A) The subject matter for the three studies was papers authored by NIDRR Grantees, published in peer-reviewed journals to ensure rigor. Internal and external project panels vetted the candidate papers to ensure their findings were deemed relevant to non-traditional stakeholder groups.

B) Selected papers deemed rigorous and relevant were prepared for distribution to sets of participants from each of six stakeholder groups, randomly assigned to three treatment groups. Note that the policymaker group was eliminated from the project’s inclusion due to the inability to recruit participants from Federal government agencies during the first study.

C) Study participants were recruited nation-wide so the project required a web-based survey instrument, and this instrument needed to measure various levels of knowledge use. No such instrument existed so the project team allocated time to design, test, validate and administer a new on-line survey instrument: Level Of Knowledge Use Survey (LOKUS).

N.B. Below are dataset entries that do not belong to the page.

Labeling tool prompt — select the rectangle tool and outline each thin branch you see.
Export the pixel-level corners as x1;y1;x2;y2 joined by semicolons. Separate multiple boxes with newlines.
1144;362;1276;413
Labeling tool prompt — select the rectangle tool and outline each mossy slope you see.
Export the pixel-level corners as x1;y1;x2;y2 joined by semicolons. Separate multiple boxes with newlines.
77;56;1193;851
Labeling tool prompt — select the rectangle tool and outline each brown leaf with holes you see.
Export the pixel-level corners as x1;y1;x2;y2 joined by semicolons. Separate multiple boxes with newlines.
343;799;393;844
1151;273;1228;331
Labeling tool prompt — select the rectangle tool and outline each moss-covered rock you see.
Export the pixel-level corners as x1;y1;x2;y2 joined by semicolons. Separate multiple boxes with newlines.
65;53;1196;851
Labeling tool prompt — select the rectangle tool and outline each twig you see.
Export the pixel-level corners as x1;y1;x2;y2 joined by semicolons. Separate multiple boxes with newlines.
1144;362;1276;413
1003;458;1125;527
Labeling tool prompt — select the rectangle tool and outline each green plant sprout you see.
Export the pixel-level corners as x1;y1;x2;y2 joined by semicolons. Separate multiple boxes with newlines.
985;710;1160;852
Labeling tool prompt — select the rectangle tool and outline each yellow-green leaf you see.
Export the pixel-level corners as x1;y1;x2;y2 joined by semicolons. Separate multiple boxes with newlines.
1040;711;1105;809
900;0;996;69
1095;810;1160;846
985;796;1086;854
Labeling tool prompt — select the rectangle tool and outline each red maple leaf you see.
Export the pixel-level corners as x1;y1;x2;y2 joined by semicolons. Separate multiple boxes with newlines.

  • Psychometric testing determined that the LOKUS survey instrument was valid and reliable for discriminating between four levels of knowledge use: Non-awareness; Awareness; Interest; Use. LOKUS could further discriminate between two types of Knowledge Use: Use as intended by the investigator; Use as modified by the stakeholder.
  • In terms of statistical significance, results show that both tailored-and-targeted translation and active dissemination are effective communication strategies, although one is not always better than the other. Both strategies are effective in reaching non-traditional stakeholders, raising their awareness and moving them to the Use level. However, results also showed very few stakeholders consistently using the knowledge, which strongly suggested that the primary variable causing changes in an individual’s level of knowledge use is the relevance of the study findings to specific individuals in the context of their stakeholder group. That is, individuals seek and apply knowledge that they personally deem relevant to their own circumstances.
  • The form and content of the knowledge package, and the process through which it is communicated, has limited influence on an individual’s decision to use or to continue using new knowledge, calling to question the entire debate about diffusion versus dissemination versus translation that does not consider or properly account for the criticality of prior validation regarding knowledge relevance to users.
  • If a sponsor and investigator are serious about ensuring the uptake and application of research findings, they should first and foremost determine from their target audience what questions they need answered or what evidence they need gathered. This “prior to grant” perspective is logically a more promising path to uptake and use, than are either “end of grant” or “integrated” approaches to knowledge translation. Although this goes against the grain of academic freedom and faculty autonomy to pursue whatever project they choose, it seems to be a reasonable concession to be made when expending public funds intending to benefit society.